Ele exaltou os 200 anos da Câmara, falou que a Câmara ampliou direitos, incluiu vozes, abriu caminhos. Mas é um trecho aqui que eu faço questão de reproduzir ipsis literis, pelo ambiente que a gente vive hoje. No pronunciamento dele ele disse o seguinte, parlamento e judiciário não se enfrentam, não se substituem.
sustentam-se mutuamente como independentes para serem legítimos e harmônicos para serem eficazes. Quando a confiança vacila, a resposta deve ser maior do que a dúvida, a resposta deve ser impessoal, firme e republicana. Foi o recado dado pelo...
o presidente do Supremo, Edson Fachin, aos deputados e convidados presentes que estavam ali. Todos esperavam que nessa sessão solene a coisa saísse um pouco da liturgia, de que em algum momento houvesse algum recado. E esse recado foi dado pelo presidente do Supremo Tribunal Federal, Edson Fachin, diante do atual contexto da crise política e os assuntos que estão sendo discutidos pelo caso do Banco Master, etc.
Olha, complementar aqui uma informação que é bastante interessante, que é o seguinte. Depois que vocês quiserem que eu fale sobre... Porque os 200 anos da Câmara tem uma série de eventos. Além da sessão, vai ter uma corrida do dia 17 de maio.

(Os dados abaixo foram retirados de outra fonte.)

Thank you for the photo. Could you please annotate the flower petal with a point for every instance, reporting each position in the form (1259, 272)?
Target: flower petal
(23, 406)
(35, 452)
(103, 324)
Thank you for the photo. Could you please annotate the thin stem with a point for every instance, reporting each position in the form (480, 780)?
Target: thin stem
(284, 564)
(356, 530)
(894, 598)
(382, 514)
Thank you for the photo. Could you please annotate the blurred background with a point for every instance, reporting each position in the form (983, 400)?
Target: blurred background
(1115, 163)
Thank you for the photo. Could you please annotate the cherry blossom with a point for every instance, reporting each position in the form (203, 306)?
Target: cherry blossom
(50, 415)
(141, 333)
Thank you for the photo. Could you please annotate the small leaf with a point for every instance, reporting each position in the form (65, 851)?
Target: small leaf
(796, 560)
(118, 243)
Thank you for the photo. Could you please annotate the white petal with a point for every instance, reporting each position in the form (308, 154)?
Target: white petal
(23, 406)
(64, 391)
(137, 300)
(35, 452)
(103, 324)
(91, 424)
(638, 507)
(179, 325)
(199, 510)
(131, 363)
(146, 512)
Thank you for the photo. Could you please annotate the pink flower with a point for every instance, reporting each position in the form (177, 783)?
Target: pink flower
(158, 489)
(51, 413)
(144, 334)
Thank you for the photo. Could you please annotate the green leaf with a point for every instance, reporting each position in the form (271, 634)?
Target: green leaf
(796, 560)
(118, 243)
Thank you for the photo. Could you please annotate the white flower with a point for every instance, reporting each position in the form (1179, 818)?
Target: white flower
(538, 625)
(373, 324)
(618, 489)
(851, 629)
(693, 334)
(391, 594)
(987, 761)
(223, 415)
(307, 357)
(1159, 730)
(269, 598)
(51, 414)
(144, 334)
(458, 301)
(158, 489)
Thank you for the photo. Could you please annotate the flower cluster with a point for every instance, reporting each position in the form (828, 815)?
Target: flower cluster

Eu não sei se isso está na pauta do Feijodo Completa.
Hoje é tudo sobre 200 anos É, porque é impressionante, aqui está tendo exposição também Para quem não sabe, a Câmara é uma casa aberta Então você que está ouvindo a gente Em qualquer lugar de Brasília ou do Brasil Se você visitar Brasília, quem é de fora Você pode vir aqui à Câmara, a Câmara é uma casa aberta Você se identifica, entra, anda pela casa Visita a Rádio Câmara se quiser, visita a TV Câmara Anda pelos corredores Entra numa comissão, assiste uma audiência pública de comissão
que é muito interessante, as pessoas não têm ideia e muitas não sabem, a audiência pública, o nome diz, é audiência pública mesmo, você pode vir aqui assistir a um debate, uma audiência pública com autoridade sobre um determinado assunto, e muitas vezes até a audiência pública abre espaço para que a pessoa que está assistindo faça perguntas, às vezes isso acontece, depende do presidente daquele momento, que pode abrir ou não.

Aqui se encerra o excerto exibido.